Tschad: Ärzte ohne Grenzen fordert dringend internationale Hilfe
Tausende Sudanes*innen erreichen täglich die Geflüchtetencamps
Ärzte ohne Grenzen warnt vor einer humanitären Krise im Osten des Tschads. In der Grenzstadt Adré sind bereits jetzt über 358.000 sudanesische Geflüchtete angekommen. Die Unterkünfte und Ressourcen sind stark überlastet. Internationale Unterstützung ist dringend erforderlich, um eine Katastrophe zu verhindern.
„Ärzte ohne Grenzen ist in drei Geflüchtetenlagern präsent, in denen täglich 2000 zusätzliche Menschen ankommen”, sagt Susanna Borges, Notfallkoordinatorin von Ärzte ohne Grenzen im Tschad. „Die bestehenden Lager in dieser Gegend sind bereits voll ausgelastet, ebenso wie die temporären Übergangsunterkünfte. Daher werden Menschen zu weit entfernten Orten verlegt, wo neue Lager noch im Bau sind”, so Borges. „Diese Camps sind nicht ausreichend ausgestattet, um die Menschen zu versorgen. Die Geflüchteten sind extremer Sonne und Regen ausgesetzt und haben zu wenig Essen, Wasser und Kochutensilien. Der Bedarf ist enorm und die Ressourcen sind äußerst knapp.”
Im Lager Camp Ecole in Adré leben derzeit 150.000 Geflüchtete. Ärzte ohne Grenzen unterstützt eine Kinderstation mit 250 Betten im Krankenhaus von Adré. Innerhalb des Camp Ecole betreibt Ärzte ohne Grenzen außerdem eine Ambulanz mit 38 Betten. Die Einrichtung ist ständig überfüllt und verzeichnet durchschnittlich 400 Konsultationen pro Tag. Es gibt eine beunruhigend hohe Anzahl an Kindern mit Mangelernährung. Von 351 betroffenen Patient*innen können einige ihre Behandlung nicht fortsetzen, da sie umgesiedelt wurden.
Im Camp Ecole haben Teams von Ärzte ohne Grenzen drei Bohrlöcher zur Wasserversorgung angelegt. Zusätzlich verteilen die Teams sauberes Wasser per Lastwagen, doch der Bedarf übersteigt bei Weitem das, was die Hilfsorganisation alleine leisten kann. Der akute Wassermangel in den Lagern Ambelia und Ourang zwingt die Menschen, bereits um 2 Uhr morgens mit ihren Kanistern anzustehen.
Im Tschad hat die Regenzeit begonnen. Dadurch steigt die Zahl der Menschen mit Malaria-Erkrankungen. Die Teams von Ärzte ohne Grenzen im Camp Ecole haben 956 Malaria-Fälle in nur einer Woche registriert. Das ist fast dreimal so viel wie in der Vorwoche.

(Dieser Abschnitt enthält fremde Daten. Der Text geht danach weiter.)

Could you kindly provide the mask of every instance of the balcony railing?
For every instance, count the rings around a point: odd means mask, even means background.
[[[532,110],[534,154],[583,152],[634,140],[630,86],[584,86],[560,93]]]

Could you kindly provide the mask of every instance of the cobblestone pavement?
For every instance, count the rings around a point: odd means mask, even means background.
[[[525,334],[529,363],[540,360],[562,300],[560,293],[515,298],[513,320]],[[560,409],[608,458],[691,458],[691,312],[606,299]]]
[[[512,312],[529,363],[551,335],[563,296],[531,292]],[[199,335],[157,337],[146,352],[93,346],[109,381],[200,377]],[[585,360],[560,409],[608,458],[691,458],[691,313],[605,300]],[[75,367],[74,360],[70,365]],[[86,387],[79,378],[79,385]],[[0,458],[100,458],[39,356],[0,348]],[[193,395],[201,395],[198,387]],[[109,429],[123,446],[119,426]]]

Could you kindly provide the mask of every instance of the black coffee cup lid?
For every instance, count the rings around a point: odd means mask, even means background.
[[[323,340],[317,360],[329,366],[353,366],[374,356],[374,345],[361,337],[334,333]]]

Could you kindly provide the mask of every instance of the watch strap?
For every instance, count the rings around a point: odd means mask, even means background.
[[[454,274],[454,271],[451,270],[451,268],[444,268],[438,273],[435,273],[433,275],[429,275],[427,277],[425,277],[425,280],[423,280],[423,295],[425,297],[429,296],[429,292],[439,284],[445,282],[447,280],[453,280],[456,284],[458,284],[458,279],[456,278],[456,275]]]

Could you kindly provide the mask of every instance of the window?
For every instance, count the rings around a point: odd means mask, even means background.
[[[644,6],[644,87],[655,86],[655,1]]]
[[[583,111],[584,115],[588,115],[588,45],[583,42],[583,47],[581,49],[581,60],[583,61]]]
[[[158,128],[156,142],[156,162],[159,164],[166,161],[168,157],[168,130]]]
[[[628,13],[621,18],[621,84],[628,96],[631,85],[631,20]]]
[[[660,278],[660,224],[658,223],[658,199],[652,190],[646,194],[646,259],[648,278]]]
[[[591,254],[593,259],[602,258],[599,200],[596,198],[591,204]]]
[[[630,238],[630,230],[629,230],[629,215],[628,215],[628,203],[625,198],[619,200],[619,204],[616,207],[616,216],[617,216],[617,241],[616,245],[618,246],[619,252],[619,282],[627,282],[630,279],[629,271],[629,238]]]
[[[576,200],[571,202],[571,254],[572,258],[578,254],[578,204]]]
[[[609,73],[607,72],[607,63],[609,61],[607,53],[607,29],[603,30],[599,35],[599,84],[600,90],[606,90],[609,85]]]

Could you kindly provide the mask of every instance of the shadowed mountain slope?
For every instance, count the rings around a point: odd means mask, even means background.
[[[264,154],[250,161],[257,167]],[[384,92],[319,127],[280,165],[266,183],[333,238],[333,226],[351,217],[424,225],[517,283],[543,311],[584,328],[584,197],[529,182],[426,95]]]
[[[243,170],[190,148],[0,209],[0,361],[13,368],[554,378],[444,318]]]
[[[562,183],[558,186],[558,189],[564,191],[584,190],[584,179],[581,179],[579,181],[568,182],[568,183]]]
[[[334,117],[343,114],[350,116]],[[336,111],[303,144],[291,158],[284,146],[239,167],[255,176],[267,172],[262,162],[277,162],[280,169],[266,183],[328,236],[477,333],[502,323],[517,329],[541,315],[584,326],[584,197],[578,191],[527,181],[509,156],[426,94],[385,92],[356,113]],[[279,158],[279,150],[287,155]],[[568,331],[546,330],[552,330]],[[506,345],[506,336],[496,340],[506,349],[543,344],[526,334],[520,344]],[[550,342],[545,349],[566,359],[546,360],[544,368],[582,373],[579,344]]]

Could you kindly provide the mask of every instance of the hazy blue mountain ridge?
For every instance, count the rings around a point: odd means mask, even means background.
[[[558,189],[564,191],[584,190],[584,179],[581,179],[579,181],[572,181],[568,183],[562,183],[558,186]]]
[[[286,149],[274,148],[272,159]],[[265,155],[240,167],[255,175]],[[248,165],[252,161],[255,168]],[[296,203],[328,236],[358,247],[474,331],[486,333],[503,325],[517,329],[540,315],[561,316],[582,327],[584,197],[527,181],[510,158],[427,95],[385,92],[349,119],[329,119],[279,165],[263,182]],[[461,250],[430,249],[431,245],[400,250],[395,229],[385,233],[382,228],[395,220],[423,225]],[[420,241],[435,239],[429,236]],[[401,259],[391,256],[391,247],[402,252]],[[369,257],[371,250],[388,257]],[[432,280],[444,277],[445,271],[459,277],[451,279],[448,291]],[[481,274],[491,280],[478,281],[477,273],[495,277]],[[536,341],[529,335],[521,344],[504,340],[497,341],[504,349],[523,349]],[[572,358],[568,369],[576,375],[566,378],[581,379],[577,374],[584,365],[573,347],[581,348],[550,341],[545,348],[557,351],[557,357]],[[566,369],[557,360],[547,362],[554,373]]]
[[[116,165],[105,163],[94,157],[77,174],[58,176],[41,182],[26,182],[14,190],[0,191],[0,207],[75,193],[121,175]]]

„Viele Menschen kommen in einem sehr besorgniserregenden Gesundheitszustand an, weil sie zu wenig zu essen haben und unter sehr schlechten Bedingungen leben”, sagt Trish Newport, Leiterin des Notfalleinsatzes von Ärzte ohne Grenzen in Genf. „Mit den starken Regenfällen steigt das Risiko von Durchfallerkrankungen wie Cholera. Angesichts der derzeitigen Bedingungen sind wir äußerst besorgt über mögliche Krankheitsausbrüche, wenn die humanitäre Hilfe nicht rasch zunimmt.”
Im Tschad lebten bereits vor dem Konflikt im Sudan eine Million Vertriebene und Geflüchtete. Die Menschen, die nun noch zusätzlich aus dem Westsudan in den Tschad kommen, belasten die Ressourcen noch mehr. In Adré sind die Lebensmittelpreise gestiegen und viele Neuankömmlinge können kein Essen kaufen.
Ärzte ohne Grenzen ruft die internationale Gemeinschaft dringend auf, Unterkünfte, Essen, Wasser, Sanitäranlagen sowie Gesundheitsdienste bereitzustellen. Eine rechtzeitige und ausreichende humanitäre Antwort ist die einzige Hoffnung, eine weitere Katastrophe zu vermeiden.